After the first impressions of the HE-6 i got the Upgrading Bug under my skin. While i was perfectly happy with the Violectric v100 and HD800 – T1 sound, i felt something was missing from the HE-6. I just knew that the Hifiman has more potential. I Changed my source to a Hiface Two, got myself a v200, i dropped some new cables to the mix and i have an Easter Electric dac with some tubes on the way (and a very empty wallet just before Xmas).
These upgrades made the hd800 sound less analytic, but still keeping that huge sound stage with lots of details which you don’t hear in the other headphones. As I was writing earlier the HD800 is just simply perfect with some recordings, but sometimes slicing the music up and can give you sound that you cannot hear in the life, unless you are sitting inside in all instruments at the same time. Despite the goose bumps I get from some of the listening, I don’t think the Sennheiser is a perfect stand-alone headphone for classical music. It’s very sensitive to the quality of the recordings, and I definitely feel the need for one more headphone beside it.
The Beyer’s T1 is an easy to love headphone. It works well with almost every classical recording. Some of the cases I find a bit of too much treble and it also can present too much bass. It can stand its ground alone, but for me paired with the HD800 gives the best combination.
The Hifiman HE-6 brought a different world to me. It presents the music more lifelike than the other two. I’m still in the discovering phase and I try to avoid hype (which comes to me easily, if I love a new gadget at the first sight), but it brings the music more alive. I found myself often focusing on one instrument with the HD800 and the T1, but there is a noticeable gap, even odd peaks when something else takes the lead of the music. With the HE-6 it’s just sounds more together. Even though there is plenty, but it doesn't have the precise presentation and extreme detailedness of the HD800. The amazing is; I don’t have the urge to look these things, just lay back and enjoy the music. It handles way more recordings very well than the Sennheiser, but not that versatile all-rounder as the T1. Hissing in some of the older recording sometimes can be annoying.

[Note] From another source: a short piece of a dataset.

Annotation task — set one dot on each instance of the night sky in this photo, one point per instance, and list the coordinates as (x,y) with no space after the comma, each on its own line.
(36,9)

These are my impressions for now, but it will take months to be more comfortable around the new gears.
At this stage I can’t pick the HE-6 or the HD800 as the best. They are approaching the music from an absolutely different angle, but the definitely have the first place and the T1 comes in third.
So the quest for the perfect classical music headphone still continuous, but I find myself in a very happy place along the road.
Sounds like we have the same sound preferences, I'm still ploughing ahead with my comparisons especially since the HE-500 also entered the equation and I've come to realise (after going back and front between them and the HE-6 (dual plugs in the V200 sure are handy here) that for most classical I actually prefer them to the HE-6. The midrange is more pronounced, they're a bit warmer and absolutely perfect for small ensembles and vocals (listened a couple of times to Bach's mass in B-, the Masaaki Suzuki and Bach collegium of Japan version and it was an almost transcendental experience). For larger ensembles the HE-6 still take the cake but price/quality wise I now think the HE-500 is a far better deal for 95% of people.
Beyers - I only own the 880 - are too hot in the treble for me, a polyphonic harp concerto was downright painful to listen to. And although they have a lot of fans for classical music and are beyond any doubt very high quality I indeed agree that the HD800 is not the optimal classical headphone for across the board listening. For that it's just too resolving/analytical. No such thing as absolute across the board perfection I guess, even within one genre.
At first I didn't understand why you went with a tube DAC but I guess your reasoning is that it's the next logical upgrade step especially as you already own the V200 amp. Would love to give a tube amp a try sometimes but going strictly by the numbers (distortion etc) I'm reticent, especially because my present V800/V200 combo does such a good job. And because I don't want to spend the equivalent of Burkina Faso's GNP on even more gear that takes up space on my desk.